From Web Development to Data Science, Wadi's journey
Last summer, Wadi, a former telecoms engineer, joined our web development training to learn how to code. In January 2020 he returned to Le Wagon to add to his skillset and train in data science on our very first bootcamp. Learn all about this super alumni!
Why did you want to train in Data Science after having followed the Web Development bootcamp?
I wanted to do the data science bootcamp for the same reasons that led me to do the web development training. When I did the web development training, I came out of an inconclusive entrepreneurial experience during which the technical dimension escaped me.
Despite my background as an engineer, I had never developed applications or mobile applications for that matter. All the missions that I had until then were oriented around the service and not the product. So I depended too much on my co-founders. The experiment was therefore unsuccessful.
Later, when I tried to improve my skills on the right tools by myself, I came up against an infinity of information on the internet. We find ourselves alone facing our computer, without knowing where to start. This is where I decided to take on Le Wagon.
Why Data Science?
The last job I had before my entrepreneurial break was a business analyst. I was working on a long-standing project for which I had to do a variety of data reporting. This is where I developed a love for "data science".
The bootcamp has demystified a lot of complicated concepts such as Machine Learning, Artificial Intelligence, Neural Networks and so on.
At the time, my favourite tool was Microsoft Excel. I then felt the need to expand my range of tools and find an engineering approach in the profession I practiced.
Why did you choose to join the Le Wagon bootcamp?
Even before the end of the web development bootcamp at Le Wagon, I already had a project I wanted to start that was perfect for a data science bootcamp. So, a month later after my training at Le Wagon, I joined a competing brands' data bootcamp, Le Wagon didn't have one yet. From the start, the educational and organizational shortcomings were felt. Le Wagon having set the bar quite high.
At Le Wagon, there was no distinction of age, sex or background. The diversity made discussions way more enriching.
Two weeks later, Le Wagon announced the opening of its first data training in Paris. I immediately stopped my training in progress and embarked on the Le Wagon one!
How would you describe the teaching team and the community?
The educational team is very often made up of former students and is an integral part of the community. At Le Wagon, there is no distinction of age, sex or background. The variety of routes post-bootcamp makes exchanges enriching and full of good ideas! New perspectives are exchanged during organized events. Sometimes even exciting opportunities.
This is, in my opinion, is what Le Wagon connects the most: the agility of the mind.
Joining Le Wagon also means joining an ecosystem, far beyond a simple network. Having tried a bootcamp where the community was nonexistent, that makes all the difference.
How would you describe the program and your learning experience?
The program is intense and the learning experience all the more so. By doing the bootcamps, beyond the technical skills that we acquire, we return to essential things. We relearn to learn, to look for complex information, absorb new concepts.
Taking advantage of the bootcamp also means enjoying meetings and moments of relaxation.
The program gives a very good representation of data science, and this results in a rewarding learning experience.
Did the program meet your expectations?
Yes! I was able to get a fairly clear overview of what data science is. After the bootcamp I realise that its demystified a lot of complicated concepts such as Machine Learning, Artificial Intelligence, Neural Networks and so on.
The bootcamp is built to cover all of the skills and trades related to data science, which makes it possible to easily identify the positions that you might want to do after graduating.
What did you prefer and find the most difficult in this training?
What I found most difficult in the training was to understand the machinery of the algorithms that we are handling. Understanding mathematical concepts can sometimes be complicated.
When I tried to improve my skills on the right tools by myself, I came up against an infinity of information on the internet. We find ourselves alone facing our computer, without knowing where to start.

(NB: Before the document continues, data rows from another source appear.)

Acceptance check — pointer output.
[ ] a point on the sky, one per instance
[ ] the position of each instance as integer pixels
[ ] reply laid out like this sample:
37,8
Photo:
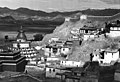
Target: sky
60,5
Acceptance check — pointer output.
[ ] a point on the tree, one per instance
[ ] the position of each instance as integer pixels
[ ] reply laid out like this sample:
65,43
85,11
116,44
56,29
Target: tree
38,37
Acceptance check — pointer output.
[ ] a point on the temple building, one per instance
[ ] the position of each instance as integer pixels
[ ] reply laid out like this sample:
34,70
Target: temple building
12,61
24,46
88,32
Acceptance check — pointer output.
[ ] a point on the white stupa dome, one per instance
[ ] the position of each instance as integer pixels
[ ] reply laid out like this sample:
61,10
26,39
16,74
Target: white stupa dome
82,17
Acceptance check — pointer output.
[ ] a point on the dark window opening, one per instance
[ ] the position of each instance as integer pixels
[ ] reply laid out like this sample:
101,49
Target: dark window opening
53,70
86,31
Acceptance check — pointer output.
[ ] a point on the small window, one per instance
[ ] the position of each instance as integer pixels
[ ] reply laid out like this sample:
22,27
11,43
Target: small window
50,70
86,31
53,70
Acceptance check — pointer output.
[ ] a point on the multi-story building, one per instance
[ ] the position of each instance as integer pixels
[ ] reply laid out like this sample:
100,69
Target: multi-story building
24,46
12,61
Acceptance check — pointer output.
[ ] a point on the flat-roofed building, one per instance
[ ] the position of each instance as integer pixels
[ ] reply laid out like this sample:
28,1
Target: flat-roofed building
12,61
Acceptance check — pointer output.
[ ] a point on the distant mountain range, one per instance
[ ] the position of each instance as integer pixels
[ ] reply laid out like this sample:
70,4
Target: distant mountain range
28,16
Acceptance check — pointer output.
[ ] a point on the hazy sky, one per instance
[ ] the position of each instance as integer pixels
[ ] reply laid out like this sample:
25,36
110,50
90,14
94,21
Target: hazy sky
60,5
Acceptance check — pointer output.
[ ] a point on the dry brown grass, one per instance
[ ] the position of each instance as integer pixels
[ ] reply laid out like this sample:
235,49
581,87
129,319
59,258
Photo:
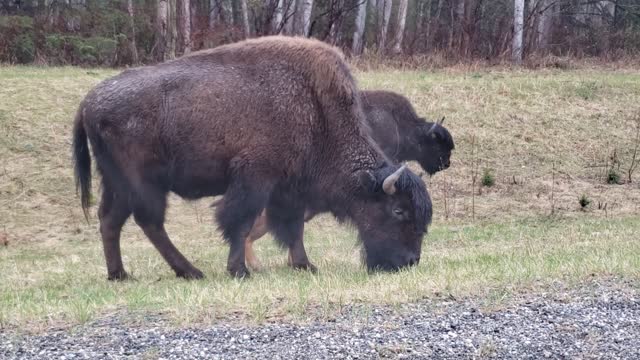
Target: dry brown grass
524,121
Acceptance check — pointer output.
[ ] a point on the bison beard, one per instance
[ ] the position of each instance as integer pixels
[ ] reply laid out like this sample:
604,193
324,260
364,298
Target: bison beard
273,123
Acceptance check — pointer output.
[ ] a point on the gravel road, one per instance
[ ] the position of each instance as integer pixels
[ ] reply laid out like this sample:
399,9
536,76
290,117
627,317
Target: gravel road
593,321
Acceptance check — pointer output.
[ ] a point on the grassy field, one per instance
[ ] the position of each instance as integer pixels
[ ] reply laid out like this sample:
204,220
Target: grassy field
545,136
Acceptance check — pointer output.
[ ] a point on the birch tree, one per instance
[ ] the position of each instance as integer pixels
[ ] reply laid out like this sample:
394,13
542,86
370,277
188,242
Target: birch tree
172,31
245,18
384,14
214,13
185,25
518,29
289,13
358,35
132,26
277,17
400,24
161,30
304,7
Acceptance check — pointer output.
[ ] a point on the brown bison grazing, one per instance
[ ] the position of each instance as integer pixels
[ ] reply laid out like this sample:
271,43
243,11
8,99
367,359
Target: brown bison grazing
273,123
402,136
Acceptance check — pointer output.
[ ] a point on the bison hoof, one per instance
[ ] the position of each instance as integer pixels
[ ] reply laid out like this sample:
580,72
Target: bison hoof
239,273
120,275
307,267
255,265
192,274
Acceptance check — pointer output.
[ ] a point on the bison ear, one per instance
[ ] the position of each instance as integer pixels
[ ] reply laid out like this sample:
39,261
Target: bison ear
367,181
429,128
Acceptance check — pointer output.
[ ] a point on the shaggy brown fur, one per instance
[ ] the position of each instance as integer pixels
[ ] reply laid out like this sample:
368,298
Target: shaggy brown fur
402,135
274,123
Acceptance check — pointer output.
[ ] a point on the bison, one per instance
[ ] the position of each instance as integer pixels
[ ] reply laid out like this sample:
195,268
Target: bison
273,123
401,135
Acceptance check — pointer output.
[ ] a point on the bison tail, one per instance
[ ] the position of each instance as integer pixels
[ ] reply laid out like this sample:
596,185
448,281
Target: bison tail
82,163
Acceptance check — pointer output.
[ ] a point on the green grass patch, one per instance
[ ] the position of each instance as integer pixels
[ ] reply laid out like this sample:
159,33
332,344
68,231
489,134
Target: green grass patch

What I preferred, however, is the infinite ways data science can be applied to the common good. For example: my end project at Le Wagon, with my group, was to develop a tool for cardiologists to identify whether or not a patient's electrocardiogram signal presented a risk of heart disease. That’s one of my favourite things.
What are your plans after the bootcamp?
The range of possibilities is incredible. I would like to continue this momentum and transform my career! I hope to be able to join a research laboratory in the R&D office in order to really deepen my knowledge of data science.
Any advice for people who want to take the training?
Generally, the advice I would give is to come with a specific objective: to learn a particular skill, to better understand certain concepts etc. This allows you to have a significant feeling of achievement at the end of the bootcamp. Do your research beforehand!
Finally, I recommend having fun! In addition to training, the bootcamp is full of events. Taking advantage of the bootcamp also means enjoying meetings and moments of relaxation, attending tech talks, socials, community events and networking opportunities.